Another substantial contribution of this systematic review is the classification of evidence using the GRADE methodology. This structure allowed us to assess the quality of data regarding the body of evidence. The certainty of the evidence was moderate for the summary sensitivity estimates in the primary studies, the compression study, and the evaluation of the temporal and axillary artery, except for abnormal flows where the certainty of the evidence was low. The quality of the evidence was compromised by the presence of unexplained heterogeneity in the sensitivity and specificity results of the studies included in the primary analysis of this systematic review (i.e., halo sign in temporal arteries). The pooled sensitivity and specificity analysis of the halo sign with flow abnormalities, and when axillary arteries were analyzed with temporal arteries in eligible studies had also high heterogeneity. Significant heterogeneity was identified in several test performance characteristics, such as different patient inclusion criteria and different frequencies of B-mode ultrasound probes used to detect the halo sign. Nonetheless, we were unable to identify the reason for the heterogeneity, despite the investigation of several potential factors such as study design, prevalence, year of publication, quality of studies, and high-resolution probes.

This systematic review and meta-analysis have strengths and limitations.
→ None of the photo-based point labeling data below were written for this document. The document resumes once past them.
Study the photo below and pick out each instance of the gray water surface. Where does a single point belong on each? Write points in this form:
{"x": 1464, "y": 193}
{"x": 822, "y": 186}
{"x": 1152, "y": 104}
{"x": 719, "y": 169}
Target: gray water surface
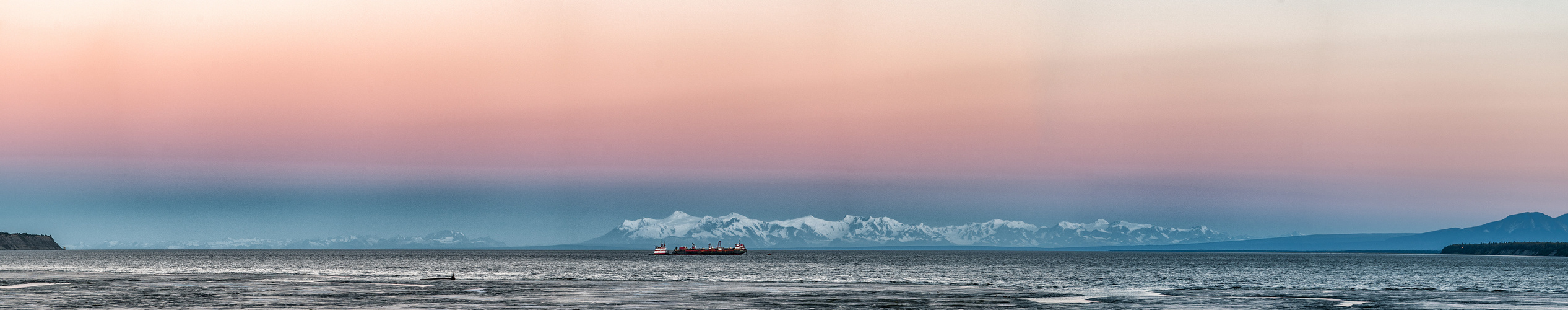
{"x": 783, "y": 279}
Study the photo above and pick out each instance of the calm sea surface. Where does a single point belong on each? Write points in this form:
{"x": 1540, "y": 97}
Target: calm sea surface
{"x": 1470, "y": 281}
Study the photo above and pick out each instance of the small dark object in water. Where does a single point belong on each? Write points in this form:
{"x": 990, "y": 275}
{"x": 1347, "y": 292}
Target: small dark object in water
{"x": 449, "y": 277}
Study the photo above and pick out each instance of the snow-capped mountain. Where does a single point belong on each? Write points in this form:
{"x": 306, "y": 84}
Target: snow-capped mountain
{"x": 854, "y": 230}
{"x": 440, "y": 240}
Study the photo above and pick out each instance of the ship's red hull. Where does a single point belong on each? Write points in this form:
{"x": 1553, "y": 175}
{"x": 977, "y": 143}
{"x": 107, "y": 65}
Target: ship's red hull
{"x": 739, "y": 249}
{"x": 708, "y": 252}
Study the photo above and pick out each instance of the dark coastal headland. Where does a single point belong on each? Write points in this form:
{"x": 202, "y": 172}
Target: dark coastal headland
{"x": 27, "y": 241}
{"x": 1525, "y": 249}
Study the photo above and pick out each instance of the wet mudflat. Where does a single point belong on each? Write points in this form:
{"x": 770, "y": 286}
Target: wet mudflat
{"x": 110, "y": 290}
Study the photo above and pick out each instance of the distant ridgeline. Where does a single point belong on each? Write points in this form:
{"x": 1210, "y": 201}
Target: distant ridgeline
{"x": 1528, "y": 249}
{"x": 27, "y": 241}
{"x": 683, "y": 229}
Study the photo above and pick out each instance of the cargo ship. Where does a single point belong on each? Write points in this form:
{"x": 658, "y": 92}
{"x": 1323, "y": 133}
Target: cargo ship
{"x": 739, "y": 249}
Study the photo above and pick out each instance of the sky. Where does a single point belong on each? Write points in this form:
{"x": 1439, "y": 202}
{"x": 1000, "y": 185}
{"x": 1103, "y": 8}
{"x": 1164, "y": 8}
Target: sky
{"x": 552, "y": 122}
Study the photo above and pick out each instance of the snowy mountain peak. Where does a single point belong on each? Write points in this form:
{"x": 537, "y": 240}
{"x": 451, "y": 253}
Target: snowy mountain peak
{"x": 860, "y": 230}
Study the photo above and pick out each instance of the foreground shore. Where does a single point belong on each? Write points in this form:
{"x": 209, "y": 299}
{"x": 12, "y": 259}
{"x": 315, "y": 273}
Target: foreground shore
{"x": 110, "y": 290}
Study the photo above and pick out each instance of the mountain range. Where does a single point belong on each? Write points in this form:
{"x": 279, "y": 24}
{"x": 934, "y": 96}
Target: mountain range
{"x": 1010, "y": 235}
{"x": 861, "y": 232}
{"x": 440, "y": 240}
{"x": 1526, "y": 227}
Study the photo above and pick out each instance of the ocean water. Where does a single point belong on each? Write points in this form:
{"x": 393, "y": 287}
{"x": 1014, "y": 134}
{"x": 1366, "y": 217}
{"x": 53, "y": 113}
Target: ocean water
{"x": 774, "y": 279}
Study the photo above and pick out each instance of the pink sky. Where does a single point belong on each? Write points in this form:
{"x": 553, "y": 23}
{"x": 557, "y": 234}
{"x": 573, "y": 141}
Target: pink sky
{"x": 1408, "y": 89}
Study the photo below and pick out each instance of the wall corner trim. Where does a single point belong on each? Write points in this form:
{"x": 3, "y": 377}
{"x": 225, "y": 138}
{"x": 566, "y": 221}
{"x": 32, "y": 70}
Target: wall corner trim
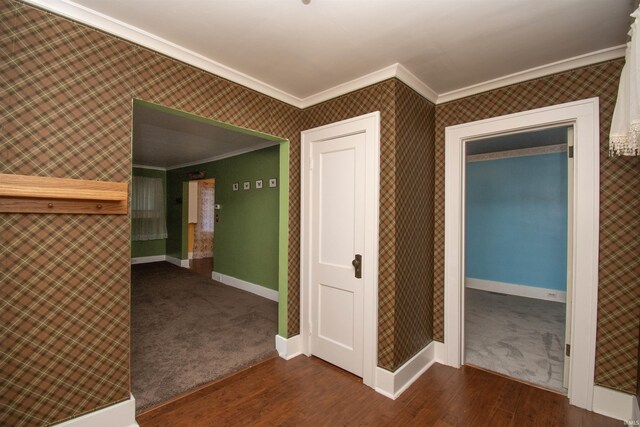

A strength is that we employ a comprehensive literature search and do not use search filters and do not apply date or language restrictions, which resulted in retrieved full-text articles from 22 studies. We are confident that the search strategy resulted in the detection of most eligible studies, with a low probability of undetected relevant studies. The main limitations of this study are the high heterogeneity included in the analyses and the impact of publication bias on these results. Unfortunately, the influence of publication bias over studies’ results could not be inferred since the determinants for publication bias in studies of the accuracy of diagnostic tests are not well known [49]. And not all information was available in published reports, especially in older studies. Although we tried to contact the corresponding authors of some publications to retrieve additional information, they were not available to provide us with the necessary information.

Conclusion

In conclusion, this systematic review and meta-analysis showed that the halo sign detected by the CDU of the temporal arteries has a good diagnosis performance for GCA. The accuracy for the diagnosis of GCA is improved by the non-compressible halo sign in temporal arteries (i.e., the compression sign) and by extending CDU examination to axillary arteries. The inclusion of the halo sign with blood flow abnormalities in temporal arteries has no impact on sensitivity and specificity for GCA diagnosis over the halo sign alone. In addition, substantial improvement in diagnosis performance for GCA diagnosis is achieved when using B-mode probes ≥ 15 MHz.